APPRAISAL TIME AGAIN – WHAT’S IN IT FOR ME?

Performance appraisal time has the effect of creating discomfort amongst both the judge and the judged.

A lot has been written about the effectiveness of performance appraisal methods and no definitive best practice has been identified. Lately, employers have put a positive spin on the benefits of the process for both the employer and employee by putting more emphasis on two-way communication.

Employees might dislike the process for various reasons. It may be that internally the process is applied inconsistently throughout the organization, or there is a push to achieve a normal distribution curve despite evidence of general high performance. Managers can be biased, they can make errors and many try to avoid conflict and want to get it over with as soon as possible.  What needs to be understood is that performance appraisal is a process not an event, designed to benefit both parties. Regular feedback throughout the year avoids surprises at the end.

Performance appraisals come in different forms

  • 360 degree reviews include input from your peers, subordinates, line manager and even others that you interact with on a day-to-day basis.  This is an expensive exercise which needs tight HR management and is therefore mostly only used in large organizations.
  • Line Manager / Employee review without input from others is common especially in smaller organizations.
  • Peer reviews from co-workers, customers and suppliers.
  • Upward reviews from subordinates and team members.
  • Self-appraisal is often an element used in all of the above to round out the picture.

Whatever form it will take, formal preparation for an appraisal interview is critical, whether it has been requested or not.

Preparing for your performance appraisal

Let’s see how an employee can turn his appraisal, a bit like a visit to the dentist, into a dialogue that can provide openings into possible career opportunities and insights into personal development.

One of the best pieces of advice I can give you, is not to wait till year end to discuss expectations and performance with your boss. Make it a regular conversation and have a discussion with your supervisor at least once a quarter. This will ensure both of you are on the same page and avoid surprises later on. Ask your boss how you are doing and what you can change/do to ensure that you get the rating you want.

It is also good to take your self-appraisal seriously. This requires taking a long, hard look at your work accomplishments and referring back to the expectations provided to you in your job description or by your manager.  Throughout the year, collect any supporting points and factual documentation that you can use to support your point of view and have your last appraisal ready for reference.  Many appraisers come unprepared and become subjective in their judgements, so it is crucial that you should be ready and well prepared.

Consider these questions and discussion points:

  • How well did you do overall?  Where/what did you do best?
  • What could you have done better/more efficiently?
  • How good were your working relationships with co-workers?
  • What skills training or coaching do you need to do your job better?
  • What are your goals for the next year?  What must change for this to happen?
  • What can your manager change to help you to succeed?
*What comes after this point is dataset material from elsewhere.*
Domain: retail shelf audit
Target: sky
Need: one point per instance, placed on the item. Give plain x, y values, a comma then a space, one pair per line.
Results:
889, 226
The performance appraisal and its outcome

The discussion can take the tone of what is called a “feedback sandwich”.  The tough issues will be fitted in between compliments and positive comments on your performance.  Be honest with yourself and stay objective in the face of criticism. Stay in control and don’t allow yourself to be drawn into arguments that don’t relate to your performance on the job.

Remember you are here to compare your achievements to the goals that were set, hopefully together, at the last meeting. Based on this comparison you can arrive at a performance rating that reflects your contributions.

Take the opportunity at the meeting to get clarity about what to expect in terms of remuneration, training and development opportunities and the possibility of a promotion or work expansion.  This information is very helpful in clearing up misunderstandings about pay, increases, benefits, etc.

At the end of the appraisal conversation, the aim is to leave it having the satisfaction of knowing that you have been heard.  It is also important to listen, even if it feels painful, as there may be clues in it for you that could determine  your future path.

Discuss with your manager how you feel he could help you to be successful.  Everyone likes to be asked for their opinion and managers like to see their staff do well as it reflects positively on them too.  Take away the positives from the conversation and consider how you can use this new knowledge to advantage.

Not all employees have a shot at a performance review, make yours work for you.